The right time to marry is not a simple math equation with a clear answer. Once the teen years are past, the marriage-minded find both baggage and benefits to different marriage ages, which experts say should not be the determining factor.
A recent national report documented declining marriage rates and an increase in the number of children born before marriage to women in their 20s and 30s. The report, "Knot Yet," also showed sharp benefits and few disadvantages to marrying in the 20s, a time that instead increasingly serves as a period of adventure and self-discovery. These "Odyssey Years," the report said, are marked by fun, travel, school, jobs and multiple relationships instead of the marriages that earlier generations used as launching pads to family life. More Americans are either postponing or forgoing marriage.
Pluses and minuses
"Clearly, waiting has an upside for some. Women who can get their education and experience in their 20s and marry in their 30s clearly benefit professionally from taking that approach," said W. Bradford Wilcox, director of the National Marriage Project at the University of Virginia, which put out the report in mid-March with the National Campaign to Prevent Teen and Unplanned Pregnancy and the RELATE Institute, a consortium that promotes strong premarital and marital relationships. Wilcox said those women who use their 20s to get an education and launch a career enjoy a $10,000 premium in earnings. Others don't derive the same benefit.
Delayed marriage also makes divorce less likely, but "as divorce insurance, it has diminishing returns," Wilcox said. Within five years, 31 percent of teen marriages end in divorce, compared to 15 percent of mid-20s marriages and 11 percent of mid-30s marriages.
On the other hand, the report also found that women who were married in their 20s are more likely to call themselves "very happy" in marriage. Waiting brings risks, including a smaller dating pool from which to select a partner. Besides that, young adults who marry in their 20s are more likely to have children in wedlock, which creates a more stable family footing. Couples are more likely to keep ties to and share the same faith.
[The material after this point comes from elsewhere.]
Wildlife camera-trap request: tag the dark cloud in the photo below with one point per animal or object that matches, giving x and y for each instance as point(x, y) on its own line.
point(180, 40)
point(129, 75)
And they are more apt to avoid what the researchers call "relational cynicism." Fertility also peaks around age 28.
"If you're in a good relationship AND your friends and family are enthusiastic about the character of your beloved, it's time to discern if you're called to marriage — even if you're in your 20s," the researchers concluded.
Among those more likely to thrive married than single are young adults, mothers and fathers and men in general, according to the report.
Still, not everyone wants to be married, and that's fine, said Lori Gottlieb, psychotherapist and author of "Marry Him: The Case for Settling for Mr. Good Enough." But she believes that for the majority who do hope to marry, it's possible to wait too long or be too picky. "I think that a lot of people feel that there is something negative about getting married in your early 20s. A lot of people are waiting much longer. There is not a perfect age. You meet the person when you meet the person, and I wouldn't advocate marrying younger just to get married.
"I don't think everybody needs to get married. But many people want to get married, so I think it's important to really focus on how that's going to happen," said Gottlieb, who did not help write "Knot Yet."
As those around a person find mates, the pool of potential partners becomes smaller. A single person in his or her 30s and beyond will not have as many opportunities as someone who is younger. Many single people won't admit they want to get married because it doesn't seem to be politically correct. Research, however, shows most people still value marriage as a goal, she said.
Wilcox and Gottlieb are among experts discussing the age-related findings Thursday in Beverly Hills, Calif.